The session concluded with a discussion on the rationale for banks to play a more active role in facilitating more sustainable trade practices.

This event was useful in highlighting to providers of trade finance services the risks faced by their clients who operate in the soft commodities sector. For customer-facing consumer goods companies, the potential for reputational risk is heightened, given the focus placed on these issues by a number of activist groups and proliferation of campaigns based on the reach provided by social media platforms.

Clients operating in these sensitive sectors have explicitly indicated that support from business partners (such as banks) would be welcome in assisting consumer goods companies to manage the various risk issues more effectively. Providers of banking services are also regularly the target of similar campaigns, and effective partnering with clients to deliver enhanced risk identification and control should serve to also reduce reputational risks for banks.

Convergence of market participants toward well-recognised standards (such as that espoused by the Banking Environment Initiative’s Soft Commodities Compact) should serve to establish a clear signal regarding expectations of responsible practices within the various value chains.
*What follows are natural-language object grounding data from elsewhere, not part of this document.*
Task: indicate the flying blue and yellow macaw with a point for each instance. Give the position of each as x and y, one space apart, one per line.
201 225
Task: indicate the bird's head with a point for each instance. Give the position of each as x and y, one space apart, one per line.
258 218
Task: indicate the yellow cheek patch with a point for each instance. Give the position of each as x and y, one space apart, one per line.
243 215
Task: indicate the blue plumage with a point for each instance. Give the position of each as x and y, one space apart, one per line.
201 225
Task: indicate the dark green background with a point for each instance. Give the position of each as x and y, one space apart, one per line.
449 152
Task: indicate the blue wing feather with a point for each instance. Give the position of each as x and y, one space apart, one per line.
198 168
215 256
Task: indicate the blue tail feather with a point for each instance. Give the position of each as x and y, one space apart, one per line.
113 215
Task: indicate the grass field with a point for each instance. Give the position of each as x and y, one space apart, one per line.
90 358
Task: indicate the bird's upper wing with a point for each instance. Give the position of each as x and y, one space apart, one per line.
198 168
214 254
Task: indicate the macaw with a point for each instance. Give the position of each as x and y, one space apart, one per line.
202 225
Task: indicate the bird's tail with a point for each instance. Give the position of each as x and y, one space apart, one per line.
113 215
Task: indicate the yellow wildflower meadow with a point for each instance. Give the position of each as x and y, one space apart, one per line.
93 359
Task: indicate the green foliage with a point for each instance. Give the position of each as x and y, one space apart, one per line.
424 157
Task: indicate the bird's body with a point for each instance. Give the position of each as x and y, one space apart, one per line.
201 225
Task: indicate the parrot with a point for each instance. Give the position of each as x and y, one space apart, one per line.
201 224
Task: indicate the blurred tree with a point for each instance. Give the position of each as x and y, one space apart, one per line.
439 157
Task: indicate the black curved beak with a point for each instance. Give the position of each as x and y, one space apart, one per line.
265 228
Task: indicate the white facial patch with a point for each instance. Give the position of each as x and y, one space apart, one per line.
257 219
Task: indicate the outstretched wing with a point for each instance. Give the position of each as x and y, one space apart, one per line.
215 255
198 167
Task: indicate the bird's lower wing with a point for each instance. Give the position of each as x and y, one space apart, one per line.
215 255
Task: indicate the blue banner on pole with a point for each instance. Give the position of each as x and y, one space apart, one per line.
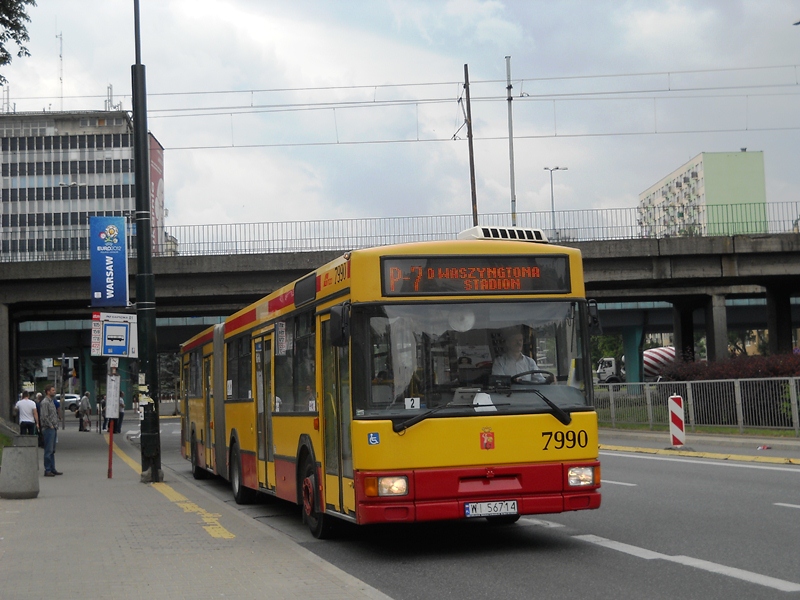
109 261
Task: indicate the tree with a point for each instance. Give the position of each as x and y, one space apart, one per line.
13 16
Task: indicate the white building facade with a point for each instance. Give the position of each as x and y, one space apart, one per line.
59 169
715 193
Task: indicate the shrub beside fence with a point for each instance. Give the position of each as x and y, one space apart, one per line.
734 403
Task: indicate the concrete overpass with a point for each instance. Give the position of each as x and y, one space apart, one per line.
692 274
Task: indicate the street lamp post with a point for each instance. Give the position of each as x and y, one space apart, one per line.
552 199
Such harmonisation should also serve to reduce the burden on participants at the base of the supply chain who may have to reconcile differing standards applied by customers further downstream.

Increased co-operation on delivery of responsible practices amongst all market participants is therefore key. This needs to include Governments who are able to positively influence market practices, and corporates domiciled in territories which historically have been less sensitised to sustainable development concepts.